What he said was so clichéd, it amused me.
I said, “Why are you trying to understand evil?”
“I’d have to understand it in order to avoid it.”
I said, “If you can understand it, then it isn’t evil. Just stick to praying, so you can stay out of evil’s way.”
The rest of the collection features three shorter works that leave behind thriller trappings for more existential and absurd territory, which proves even more satisfying. “The Origin of Life” follows the hapless Seojin, who begins a love affair with a childhood sweetheart named Ina, now trapped in an abusive marriage. Their romance soon leads to terrible consequences for Ina but, fortunately for Seojin, he is able to extract himself from the situation before any harm comes to him; thus, the story serves as both an examination of emotional cowardice as well as the all-encompassing sense of relief one experiences upon narrowly avoiding a disastrous fate:
He was suddenly overjoyed. He was the only one intact, now and in the future. Happiness overwhelmed him. He had resisted temptation, and even felt proud that he had protected himself from a crisis. Fanciful ideas like the origin of life didn’t matter; being alive was what really mattered. Only then did he feel he had truly grown up, as he proudly let go of the sentimental kid who’d read biographies and harbored useless dreams.

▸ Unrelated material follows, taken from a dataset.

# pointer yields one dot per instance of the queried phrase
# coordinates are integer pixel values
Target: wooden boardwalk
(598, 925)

Possibly the highlight of the collection, “Missing Child,” chronicles the devastating fallout that occurs when a young married couple’s small child is abducted in a department store and, far stranger, the radical new domestic life that forms when the boy is returned to his parents many years later, after the husband has quit his job and the wife developed schizophrenia. The family unit finds themselves unable to rectify the truth of their biological relation with the unease they now experience in each other’s company––too much time has passed and too much has been lost to ever go back to the way things were. Although the story is told from the third-person perspective, Young-ha Kim briefly enters the father’s consciousness during a crucial moment with his son:
I started considering genes only after we lost you, after I’d crawled on all fours searching for strands of your hair. I believed that it would help us find you. And because of the test results, you’re sitting in front of me right now. But you’re a real stranger to me, just like I must be a stranger to you. If the DNA from the hair I finally found on your baby clothes matches the cells scraped from the inside of your mouth, it means that you’re the same person, and we have to believe it, we must believe it, we’ve got no choice but to believe it, but why can’t we see it with our own eyes?
Diary of a Murderer ends on a meta and comically surreal note: “The Writer” follows a middle-aged novelist faced with writer’s block and a looming deadline, even as his ex-wife may or may not be sleeping with his new editor. Young-ha Kim clearly derives glee here from poking fun at the notion of the writer with a capital “W” as enshrined by popular culture. The narrator of “The Writer” is constantly trying to devise ways to get out of his literary contract, with little consideration given to the integrity of his work or his audience of loyal readers. When he realizes he could be sued for breach of contract if he doesn’t eventually turn in a book, he receives some advice from his friend, a philosophy lecturer:
“Then how about this instead?”
“Write an unintelligible, chaotic book that’s unpublishable. Write something like James Joyce’s Ulysses. A difficult book, one around a thousand pages long, without a clear plot line or a recognizable subject.”
Ulysses has a plot and a concrete subject.”
“To be honest, I haven’t read it. What’s it about?”
Unconventional and acerbic, Young-ha Kim’s stories possess a knack for black humor as their protagonists find themselves in increasingly degrading situations. Diary of a Murderer feels like a stellar entry point into the writer’s distorted world, and makes clear why his examinations of contemporary urban life and its many contradictions have earned him comparisons to the likes of Albert Camus and Haruki Murakami.